Se Willage

Yesterday night, the BBC showed The Village, by M. Night Shyamalan. I’ve been somewhat curious about the movie, because I’ve been told it’s fairly good, and because of our honeymoon. Yes, that needs some explaining, but it’s really simple: we spent our honeymoon in Vienna, around the time the movie got into the cinemas there. Unfortunately that meant lots of TV adverts for the movie, in which the voice-over had an unfortunately strong German accent, constantly pronouncing the title “se willage”. Oh well.

Either way, here’s a short note on the movie: not worth it more than once.

If you haven’t seen it, there’s not much I can tell about it. It’s got a fairly good story, with a few twists that would be spoilt if I explained more. For the story alone, it’s worth sitting through once, I think. And when I say story, I really mean the concept behind the actual plot — it shows something about very human hopes and fears.

It’s also a decently good movie in terms of imagery. Colours, while blatantly used, are used to enhance the moods. There’s a lot of attention to detail in the props, giving everything a fairly authentic feel. And the camerawork can’t really be criticized either.

The sad things, the painful things that make it so hard to sit through the movie, are the acting and the dialogues. Saying both are steeped in pathos is probably not strong enough.

Remember (I do!) the way Elijah Wood acted out his role in The Lord of the Rings? Most of what I remember is him staring teary-eyed into the camera (or into the distance), one hand either grasping the ring around his neck, or holding it out on his outstretched palm. Any moment you expect him to burst into tears.

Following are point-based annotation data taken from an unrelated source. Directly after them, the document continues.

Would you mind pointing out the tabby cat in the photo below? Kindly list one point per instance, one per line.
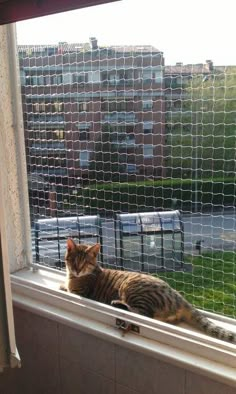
(132, 291)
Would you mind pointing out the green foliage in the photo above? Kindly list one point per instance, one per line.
(204, 128)
(149, 196)
(211, 285)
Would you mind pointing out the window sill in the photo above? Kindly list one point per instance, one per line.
(38, 292)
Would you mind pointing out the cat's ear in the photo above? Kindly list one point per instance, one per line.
(94, 249)
(70, 245)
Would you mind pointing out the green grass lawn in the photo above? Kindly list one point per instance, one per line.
(212, 283)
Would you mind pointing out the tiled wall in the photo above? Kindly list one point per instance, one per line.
(57, 359)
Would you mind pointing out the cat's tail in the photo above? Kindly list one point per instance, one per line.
(197, 319)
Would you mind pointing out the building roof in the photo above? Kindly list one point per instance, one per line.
(64, 47)
(189, 69)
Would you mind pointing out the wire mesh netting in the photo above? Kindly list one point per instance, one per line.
(137, 155)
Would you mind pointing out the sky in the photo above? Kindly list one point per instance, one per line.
(188, 31)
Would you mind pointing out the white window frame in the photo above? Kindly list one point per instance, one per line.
(38, 291)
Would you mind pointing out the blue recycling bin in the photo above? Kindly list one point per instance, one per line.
(150, 241)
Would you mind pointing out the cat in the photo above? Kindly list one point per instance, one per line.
(133, 291)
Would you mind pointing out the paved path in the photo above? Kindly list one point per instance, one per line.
(216, 230)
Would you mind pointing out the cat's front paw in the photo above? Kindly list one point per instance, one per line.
(121, 305)
(62, 287)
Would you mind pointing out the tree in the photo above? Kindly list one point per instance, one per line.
(106, 165)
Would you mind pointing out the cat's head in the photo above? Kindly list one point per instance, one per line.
(81, 259)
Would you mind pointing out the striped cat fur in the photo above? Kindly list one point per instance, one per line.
(132, 291)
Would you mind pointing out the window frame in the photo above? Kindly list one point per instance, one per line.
(36, 289)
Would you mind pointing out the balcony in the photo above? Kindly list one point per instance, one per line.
(120, 117)
(48, 146)
(44, 120)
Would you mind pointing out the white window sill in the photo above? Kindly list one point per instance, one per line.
(179, 345)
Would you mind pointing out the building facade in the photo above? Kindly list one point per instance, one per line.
(72, 94)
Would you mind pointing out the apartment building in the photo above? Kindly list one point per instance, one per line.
(72, 93)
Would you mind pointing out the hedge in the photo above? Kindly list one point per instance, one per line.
(158, 195)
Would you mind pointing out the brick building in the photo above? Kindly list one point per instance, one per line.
(72, 93)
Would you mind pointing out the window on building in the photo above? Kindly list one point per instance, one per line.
(83, 131)
(57, 107)
(81, 77)
(147, 105)
(59, 134)
(147, 127)
(148, 150)
(84, 158)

The acting in “The Village” is like that all over the place, just very much overdone. Whether people portray joy, grief, insanity, fear, anger… in almost all cases they overact dramatically (haha, I crack myself up). The best performance is probably by Joaquin Phoenix, who manages to express more emotion with an almost perpetually sullen stare than the other actors together. Doesn’t save the movie though.

And the lines given to the actors aren’t any better. It makes sense, for the viewers more than the characters, to have everyone speak in a relatively archaic fashion. But there’s no excuse for making every line of dialogue fraught with significance. No-one does that in real life, and if they do, they need to be taken to the back yard and put out of their misery.

There are good actors in the movie… given that the dialogue is so over the top, it makes me wonder whether the acting is so bad because the direction is. After all, writer and director are the same person, and I’ve seen some of the actors act well before. If that’s the case, it’s a reason to avoid other movies by the guy… seriously put me off The Happening.

Either way, the fact remains that the concept behind the plot is probably worth watching the movie once; the plot itself isn’t too complex, but good enough, and the rest of the movie is just bearable. Just don’t spend money on it, wait until it’s shown on TV.

  • http://www.bookembargo.com Shrimpy

    all of movies are similar in the *holy crapola!* at the end moment (or earlier if you are extra smart, but im not hehe) so for sheer enjoyment values, i like them.
    i dont read too into them or anything like that.

    it would be interesting for me to read your reviews of his other movies because the other 2 out so far also have know actors in the major roles too… it would be cool to read your views on that :)

    Shrimpys last blog post… To read or not to read…

    • http://www.unwesen.de/ unwesen

      Well, I haven’t seen other movies of his. But if/when I do, I’ll post something :)

      • http://www.unwesen.de/ unwesen

        … and that was a lie. Sixth Sense I liked very much, though it’s been long enough ago that I saw it, that I can’t really remember enough details to comment more.